生成AIで一躍世界のトップ企業に躍り出たOpenAI。同社が提供しているChatGPTはすでに我々の生活に欠かせないツールになっている。そのOpenAIが米国内に5カ所のデータセンターを建設するという記事を読んだ。別に驚くほどの記事ではないが、総建設費が約4000億ドル(約59兆円)達するとあって、これにはちょっとびっくりした。同社と並んでA I業界をリードしているのがNVIDIAだ。コンピューターをはじめあらゆるデジタルデバイスに不可欠な半導体のトップーカー。同社が主導するPhysical AIがすでに実装化されているという記事を今朝読んだ。しばらく目を離していたAI業界が猛烈な勢いで進展している。この業界は常に指数関数的に拡大するが、Physical AIの進歩は考えるロボットの誕生に道を開く。世界に冠たるロボット大国日本は大丈夫か、生来の心配性が頭の中で蠢きはじめた。
驚くべき進歩がすでに始まっている。PRESIDENT Onlineに掲載された田中昭道氏の原稿を読んで、AI業界のあまりにも急激な進歩について、かつてないほどいほどの驚きを感じた。生成AIがIT業界の話題の中心に躍り出たのはつい最近のことだ。その生成AIを凌ぐPhysical AIの実装が始まっており、ロボット業界は鎬を削って人間に変わるロボットの生産競争に明け暮れているというのだ。今年の1月21日、トランプ大統領が正式に就任した翌日、孫正義氏などソフトバンクグG、OpenAI、Oracleのトップ3人がホワイトハウスでトランプ氏と並んで記者会見を行った。総額5000億ドル(約75兆円)にのぼる対米投資を発表したのだ。目的は生成AIの需要拡大に備えると言うもの。AIはいずれAGI((Artificial General Intelligence=汎用AI)に発展する。その時の膨大な需要に備えると言うのだ。AIで鎬を削る米国と中国。この時の記者会見はAIでの米中覇権戦争の始まりだった気がする。

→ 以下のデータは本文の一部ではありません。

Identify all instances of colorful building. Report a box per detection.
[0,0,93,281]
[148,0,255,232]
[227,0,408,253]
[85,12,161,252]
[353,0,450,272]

田中氏の原稿によるとNVIDIAは、Physical AIを実現する「Jetson AGX Thor」をすでに実践投入している。これは「クラウド中心のAIから、自律型AIへのパラダイムシフトを意味する」と言う。「ヒューマノイド(人型ロボット)、倉庫物流ロボット、医療ロボット、自律建機――あらゆる現場でThorを搭載したロボットが知能を発揮する時代が始まった」と言うのだ。もっと身近な例をあげれば、ファミリーレストランで配膳する猫型ロボットを連想すればいい。そのロボットの頭脳を担うのがPhysical AI。AGIだ。要するに自分で考え、自分で問題解決する人型ロボットの頭脳と考えればいい。日本はロボット大国だ。その頭脳をNVIDIAは独り占めしようとしている。かつてビデオやウォークマンで世界をリードした日本だが、スティーブ・ジョブズの“頭脳”に敗れた。歴史は再び繰り返すのか・・・。